Ways and Means Tax Package Could Cost Over $900 Billion Now
Last month, the House Ways and Means Committee approved a tax package that would revive and extend several tax extenders through 2020 and dramatically expand certain tax credits. Only one of the four bills was offset, and we estimated the package would add $150 billion to the debt over ten years with interest or $710 billion over ten years if the temporary policies were permanently extended. During markup, an amendment added a temporary increase in the child tax credit for young children that added $30 billion to its cost. This change has pushed the cost for the permanent version of the package to about $910 billion over ten years including interest.
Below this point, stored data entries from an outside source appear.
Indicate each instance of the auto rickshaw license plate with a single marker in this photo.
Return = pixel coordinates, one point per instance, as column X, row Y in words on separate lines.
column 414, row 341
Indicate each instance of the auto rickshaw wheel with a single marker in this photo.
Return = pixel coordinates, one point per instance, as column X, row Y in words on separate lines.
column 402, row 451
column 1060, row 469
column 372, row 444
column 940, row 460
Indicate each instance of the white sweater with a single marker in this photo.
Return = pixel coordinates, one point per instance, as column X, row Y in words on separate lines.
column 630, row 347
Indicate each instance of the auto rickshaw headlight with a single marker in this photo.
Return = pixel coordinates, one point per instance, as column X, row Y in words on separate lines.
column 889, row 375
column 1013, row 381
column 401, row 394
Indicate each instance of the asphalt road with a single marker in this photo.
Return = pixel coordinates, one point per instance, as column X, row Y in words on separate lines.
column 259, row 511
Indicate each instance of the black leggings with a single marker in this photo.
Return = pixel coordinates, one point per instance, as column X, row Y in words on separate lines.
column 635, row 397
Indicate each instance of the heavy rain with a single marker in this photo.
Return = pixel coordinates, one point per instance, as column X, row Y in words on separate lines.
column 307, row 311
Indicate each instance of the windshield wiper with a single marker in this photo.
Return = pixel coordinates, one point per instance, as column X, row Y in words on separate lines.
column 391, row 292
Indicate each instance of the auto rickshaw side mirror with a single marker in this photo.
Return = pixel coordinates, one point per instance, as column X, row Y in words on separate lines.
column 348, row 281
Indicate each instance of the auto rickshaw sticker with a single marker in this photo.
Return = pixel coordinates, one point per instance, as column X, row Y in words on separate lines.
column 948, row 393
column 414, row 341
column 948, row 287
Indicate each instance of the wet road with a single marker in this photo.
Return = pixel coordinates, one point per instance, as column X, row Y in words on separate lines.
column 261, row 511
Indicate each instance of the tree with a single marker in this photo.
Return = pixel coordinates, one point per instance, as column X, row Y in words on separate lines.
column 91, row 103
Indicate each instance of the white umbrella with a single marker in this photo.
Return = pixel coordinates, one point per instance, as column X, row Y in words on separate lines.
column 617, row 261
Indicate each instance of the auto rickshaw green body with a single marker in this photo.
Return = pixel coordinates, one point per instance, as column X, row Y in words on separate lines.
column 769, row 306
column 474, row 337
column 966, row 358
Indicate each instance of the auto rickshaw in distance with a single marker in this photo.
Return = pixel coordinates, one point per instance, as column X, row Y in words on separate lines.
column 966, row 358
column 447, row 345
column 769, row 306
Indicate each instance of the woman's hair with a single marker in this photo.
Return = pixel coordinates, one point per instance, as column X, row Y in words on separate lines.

The bills would revive and extend through 2020 the tax extenders that expired in 2017 or 2018 or will expire this year; provider disaster tax relief; expand the Earned Income Tax Credit (EITC), the Child Tax Credit (CTC), and the Child and Dependent Care Tax Credit (CDCTC) temporarily; reverse the 2017 tax law's estate tax exemption increase three years earlier than scheduled; increase spending on Community Development Block Grants; and eliminate the "church parking tax" from the 2017 tax law.
Budgetary Effect of House Ways and Means Bills Approved on June 20
|Policy||Temporary Cost/Savings (-)||Permanent Cost/Savings (-)|
|Revive and extend tax extenders through 2020||$33 billion||$220 billion|
|Provide disaster tax relief||$9 billion||$9 billion|
|Reverse estate tax exemption increase after 2022 instead of 2025||-$38 billion||-$38 billion|
|Subtotal, Extenders and Disaster Tax Bill||$5 billion||$190 billion|
|Expand EITC||$30 billion||$105 billion|
|Increase CTC for young children and make it fully refundable||$80 billion||$355 billion|
|Expand CDCTC||$19 billion||$105 billion|
|Repeal "church parking tax"||$2 billion||$2 billion|
|Subtotal, Credit Expansions||$131 billion||$570 billion|
|Increase Community Development Block Grant||$2 billion||$10 billion|
|Total||$136 billion||$770 billion|
|Interest||~$50 billion||~$140 billion|
|Total With Interest||~$190 billion||$910 billion|
Unfortunately, the one offset, to increase estate tax revenue three years sooner, only raises $38 billion over ten years, while the remainder of the bill costs more than four times that, mostly over the first two years. The Ways and Means package would add substantially to the debt, especially if its policies were made permanent. Lawmakers should at the very least find enough offsets to make the bill deficit neutral as written.
Reviving tax cuts that expired 18 months ago is bad fiscal policy, bad economic policy, and bad tax policy. A dozen groups from the left, right, and center recently joined together to call on Congress not to revive the "Zombie Extenders" that expired over a year and a half ago. No matter the justification for the underlying policy, creating a new set of expiring provisions on top of these would simply double down on this policy failure with more uncertainty, temporary tax policy, and deficit-financed tax cuts.